Question

Find the eccentricity of the locus of the incentre of triangle PS₂S₁, where e is the eccentricity of the ellipse $\frac{x^2}{a^2} + \frac{y^2}{b^2} = 1$ and S₁, S₂ are its foci and P is any point on it.

• A. $\sqrt{\frac{2e}{1+e}}$
• B. $\sqrt{\frac{1-e}{1+e}}$
• C. $\sqrt{\frac{e}{1+e}}$
• D. $\sqrt{\frac{2e}{1-e}}$

Answer 1

Answer: (A)

$\sqrt{\frac{2e}{1+e}}$

Answer 2

The foci of the ellipse $\frac{x^2}{a^2} + \frac{y^2}{b^2} = 1$ are $S_1(ae, 0)$ and $S_2(-ae, 0)$. A point on the ellipse is $P(a \cos \theta, b \sin \theta)$.

The side lengths of triangle $PS_1S_2$ are $PS_1 = a - ae \cos \theta$, $PS_2 = a + ae \cos \theta$, and $S_1S_2 = 2ae$.

The incenter $(h, k)$ coordinates are derived using the incenter formula: $h = ae \cos \theta$ and $k = \frac{eb \sin \theta}{1+e}$.
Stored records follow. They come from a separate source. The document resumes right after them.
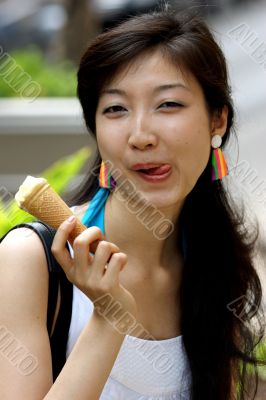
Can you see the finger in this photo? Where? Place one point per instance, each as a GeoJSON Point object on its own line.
{"type": "Point", "coordinates": [103, 254]}
{"type": "Point", "coordinates": [59, 249]}
{"type": "Point", "coordinates": [82, 246]}
{"type": "Point", "coordinates": [114, 267]}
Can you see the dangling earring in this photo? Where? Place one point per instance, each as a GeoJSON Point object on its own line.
{"type": "Point", "coordinates": [219, 167]}
{"type": "Point", "coordinates": [105, 178]}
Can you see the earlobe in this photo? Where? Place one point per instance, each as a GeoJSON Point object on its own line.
{"type": "Point", "coordinates": [219, 122]}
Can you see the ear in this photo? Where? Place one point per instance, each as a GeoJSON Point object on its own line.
{"type": "Point", "coordinates": [219, 122]}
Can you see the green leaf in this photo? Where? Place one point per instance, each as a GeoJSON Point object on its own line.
{"type": "Point", "coordinates": [59, 176]}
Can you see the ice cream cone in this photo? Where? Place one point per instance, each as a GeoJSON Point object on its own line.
{"type": "Point", "coordinates": [40, 200]}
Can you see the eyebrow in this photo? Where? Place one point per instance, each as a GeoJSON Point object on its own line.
{"type": "Point", "coordinates": [157, 89]}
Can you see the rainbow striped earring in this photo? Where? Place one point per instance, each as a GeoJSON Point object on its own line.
{"type": "Point", "coordinates": [219, 167]}
{"type": "Point", "coordinates": [105, 178]}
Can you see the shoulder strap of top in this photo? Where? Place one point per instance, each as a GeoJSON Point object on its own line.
{"type": "Point", "coordinates": [57, 278]}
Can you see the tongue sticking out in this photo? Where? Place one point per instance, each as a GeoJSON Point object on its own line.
{"type": "Point", "coordinates": [162, 169]}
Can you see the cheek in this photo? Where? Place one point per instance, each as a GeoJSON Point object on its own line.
{"type": "Point", "coordinates": [192, 148]}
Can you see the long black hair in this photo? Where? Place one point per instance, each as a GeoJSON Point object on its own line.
{"type": "Point", "coordinates": [219, 285]}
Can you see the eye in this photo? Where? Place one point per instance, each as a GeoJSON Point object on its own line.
{"type": "Point", "coordinates": [113, 109]}
{"type": "Point", "coordinates": [171, 104]}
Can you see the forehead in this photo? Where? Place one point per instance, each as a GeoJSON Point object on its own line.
{"type": "Point", "coordinates": [150, 69]}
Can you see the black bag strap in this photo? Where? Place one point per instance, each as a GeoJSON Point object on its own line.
{"type": "Point", "coordinates": [57, 278]}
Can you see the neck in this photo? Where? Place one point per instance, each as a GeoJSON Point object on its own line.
{"type": "Point", "coordinates": [145, 233]}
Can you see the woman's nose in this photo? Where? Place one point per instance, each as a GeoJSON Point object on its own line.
{"type": "Point", "coordinates": [142, 135]}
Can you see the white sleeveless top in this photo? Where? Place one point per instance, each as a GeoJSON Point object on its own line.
{"type": "Point", "coordinates": [143, 369]}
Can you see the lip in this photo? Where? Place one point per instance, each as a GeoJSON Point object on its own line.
{"type": "Point", "coordinates": [155, 178]}
{"type": "Point", "coordinates": [146, 165]}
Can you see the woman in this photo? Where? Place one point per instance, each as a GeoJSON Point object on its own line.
{"type": "Point", "coordinates": [173, 270]}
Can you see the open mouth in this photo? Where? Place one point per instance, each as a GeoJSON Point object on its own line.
{"type": "Point", "coordinates": [160, 170]}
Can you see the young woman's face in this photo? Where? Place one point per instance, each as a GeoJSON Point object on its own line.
{"type": "Point", "coordinates": [151, 113]}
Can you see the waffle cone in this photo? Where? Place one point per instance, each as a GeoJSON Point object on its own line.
{"type": "Point", "coordinates": [47, 206]}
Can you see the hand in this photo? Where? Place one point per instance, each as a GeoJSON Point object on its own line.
{"type": "Point", "coordinates": [97, 276]}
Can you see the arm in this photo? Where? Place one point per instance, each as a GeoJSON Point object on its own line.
{"type": "Point", "coordinates": [23, 307]}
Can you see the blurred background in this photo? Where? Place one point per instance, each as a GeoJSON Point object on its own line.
{"type": "Point", "coordinates": [41, 42]}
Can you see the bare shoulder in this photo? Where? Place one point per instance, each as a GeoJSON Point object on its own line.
{"type": "Point", "coordinates": [23, 271]}
{"type": "Point", "coordinates": [23, 312]}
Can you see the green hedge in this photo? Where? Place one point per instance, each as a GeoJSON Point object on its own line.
{"type": "Point", "coordinates": [55, 80]}
{"type": "Point", "coordinates": [59, 175]}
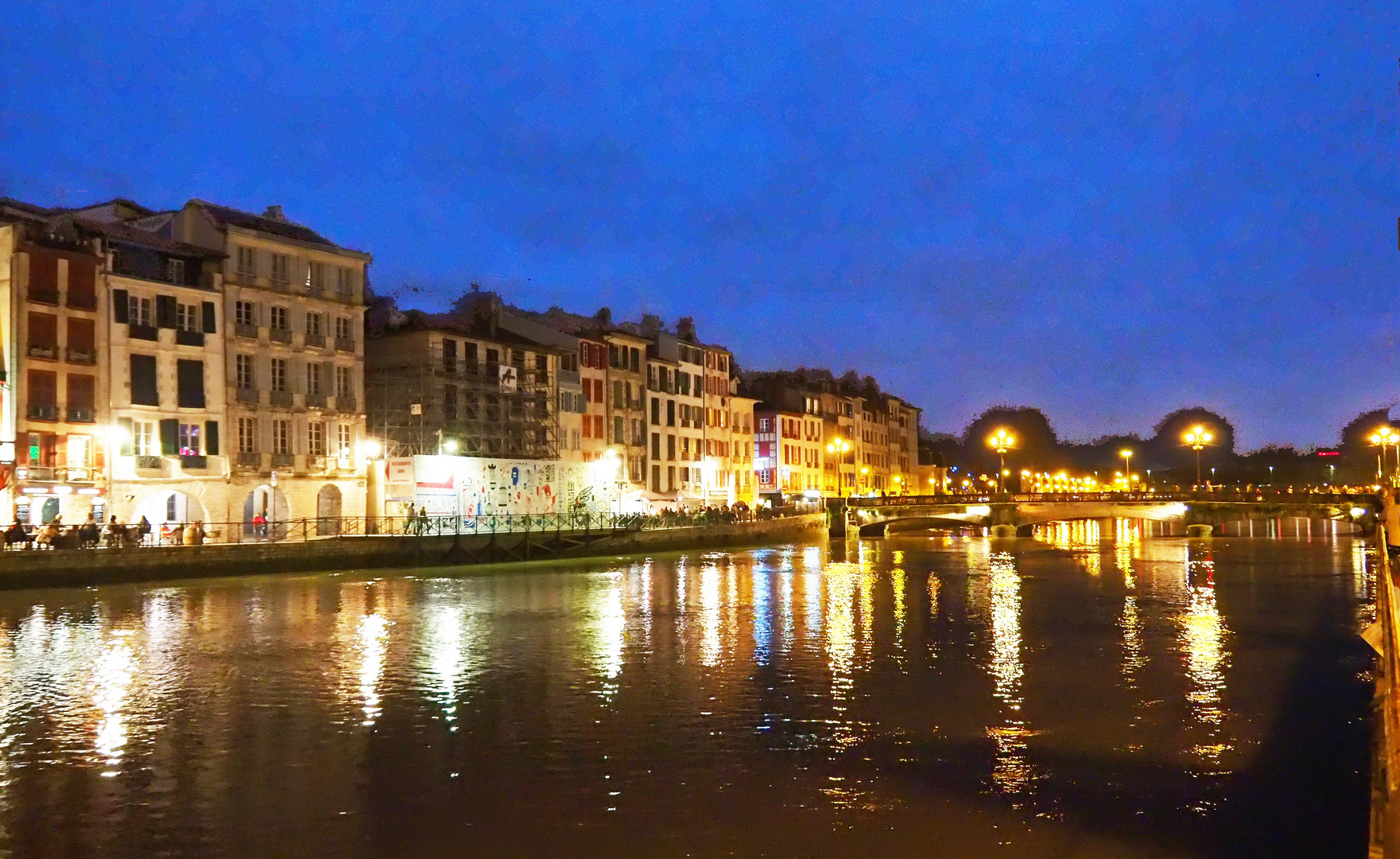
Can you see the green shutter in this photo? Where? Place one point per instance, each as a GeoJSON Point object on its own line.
{"type": "Point", "coordinates": [169, 437]}
{"type": "Point", "coordinates": [128, 436]}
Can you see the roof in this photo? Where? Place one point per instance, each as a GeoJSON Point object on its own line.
{"type": "Point", "coordinates": [119, 231]}
{"type": "Point", "coordinates": [223, 216]}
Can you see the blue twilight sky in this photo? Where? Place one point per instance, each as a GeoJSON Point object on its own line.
{"type": "Point", "coordinates": [1103, 209]}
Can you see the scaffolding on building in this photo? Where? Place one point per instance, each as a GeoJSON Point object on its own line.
{"type": "Point", "coordinates": [434, 404]}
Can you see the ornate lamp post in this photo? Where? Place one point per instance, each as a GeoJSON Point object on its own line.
{"type": "Point", "coordinates": [1196, 439]}
{"type": "Point", "coordinates": [1001, 441]}
{"type": "Point", "coordinates": [1381, 439]}
{"type": "Point", "coordinates": [839, 446]}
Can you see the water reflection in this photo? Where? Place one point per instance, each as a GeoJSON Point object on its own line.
{"type": "Point", "coordinates": [370, 643]}
{"type": "Point", "coordinates": [239, 694]}
{"type": "Point", "coordinates": [1203, 643]}
{"type": "Point", "coordinates": [1011, 772]}
{"type": "Point", "coordinates": [111, 680]}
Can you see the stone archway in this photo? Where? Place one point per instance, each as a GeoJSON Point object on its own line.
{"type": "Point", "coordinates": [169, 507]}
{"type": "Point", "coordinates": [272, 505]}
{"type": "Point", "coordinates": [328, 511]}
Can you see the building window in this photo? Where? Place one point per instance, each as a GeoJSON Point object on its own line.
{"type": "Point", "coordinates": [244, 371]}
{"type": "Point", "coordinates": [188, 317]}
{"type": "Point", "coordinates": [281, 268]}
{"type": "Point", "coordinates": [279, 436]}
{"type": "Point", "coordinates": [139, 312]}
{"type": "Point", "coordinates": [189, 439]}
{"type": "Point", "coordinates": [246, 435]}
{"type": "Point", "coordinates": [145, 441]}
{"type": "Point", "coordinates": [143, 380]}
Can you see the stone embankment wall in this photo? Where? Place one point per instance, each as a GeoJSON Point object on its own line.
{"type": "Point", "coordinates": [70, 568]}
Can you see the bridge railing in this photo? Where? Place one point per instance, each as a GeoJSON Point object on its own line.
{"type": "Point", "coordinates": [1385, 771]}
{"type": "Point", "coordinates": [1116, 498]}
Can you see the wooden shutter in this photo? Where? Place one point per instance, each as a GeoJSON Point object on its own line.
{"type": "Point", "coordinates": [169, 436]}
{"type": "Point", "coordinates": [165, 312]}
{"type": "Point", "coordinates": [128, 436]}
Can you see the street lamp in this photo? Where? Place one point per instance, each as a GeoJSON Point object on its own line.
{"type": "Point", "coordinates": [1001, 441]}
{"type": "Point", "coordinates": [1196, 439]}
{"type": "Point", "coordinates": [1381, 439]}
{"type": "Point", "coordinates": [839, 446]}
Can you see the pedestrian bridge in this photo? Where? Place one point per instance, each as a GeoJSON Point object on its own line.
{"type": "Point", "coordinates": [874, 516]}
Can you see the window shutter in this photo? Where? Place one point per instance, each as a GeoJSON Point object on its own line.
{"type": "Point", "coordinates": [128, 436]}
{"type": "Point", "coordinates": [165, 312]}
{"type": "Point", "coordinates": [169, 437]}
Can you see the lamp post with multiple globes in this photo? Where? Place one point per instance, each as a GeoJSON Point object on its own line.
{"type": "Point", "coordinates": [1001, 441]}
{"type": "Point", "coordinates": [1196, 439]}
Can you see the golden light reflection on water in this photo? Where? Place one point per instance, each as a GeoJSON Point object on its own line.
{"type": "Point", "coordinates": [1201, 634]}
{"type": "Point", "coordinates": [111, 682]}
{"type": "Point", "coordinates": [1011, 772]}
{"type": "Point", "coordinates": [371, 634]}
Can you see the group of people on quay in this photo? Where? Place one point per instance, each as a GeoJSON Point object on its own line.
{"type": "Point", "coordinates": [91, 534]}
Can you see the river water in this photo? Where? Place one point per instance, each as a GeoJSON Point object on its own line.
{"type": "Point", "coordinates": [1087, 693]}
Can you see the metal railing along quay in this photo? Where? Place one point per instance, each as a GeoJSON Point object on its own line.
{"type": "Point", "coordinates": [1385, 765]}
{"type": "Point", "coordinates": [301, 530]}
Eliminating $\theta$ from $\cos \theta = h/(ae)$ and $\sin \theta = k(1+e)/(eb)$ using $\cos^2 \theta + \sin^2 \theta = 1$ gives the locus equation: $\frac{h^2}{(ae)^2} + \frac{k^2}{(eb/(1+e))^2} = 1$.

This is an ellipse with semi-major axis $A = ae$ and semi-minor axis $B = \frac{eb}{1+e}$. Its eccentricity $e'$ is calculated as $e'^2 = 1 - \frac{B^2}{A^2} = 1 - \frac{(eb/(1+e))^2}{(ae)^2} = 1 - \frac{b^2}{a^2(1+e)^2}$. Substituting $b^2 = a^2(1-e^2)$ and simplifying yields $e'^2 = 1 - \frac{a^2(1-e^2)}{a^2(1+e)^2} = \frac{(1+e)^2 - (1-e^2)}{(1+e)^2} = \frac{1+2e+e^2-1+e^2}{(1+e)^2} = \frac{2e+2e^2}{(1+e)^2} = \frac{2e(1+e)}{(1+e)^2} = \frac{2e}{1+e}$. Thus, the eccentricity of the locus of the incenter is $e' = \sqrt{\frac{2e}{1+e}}$.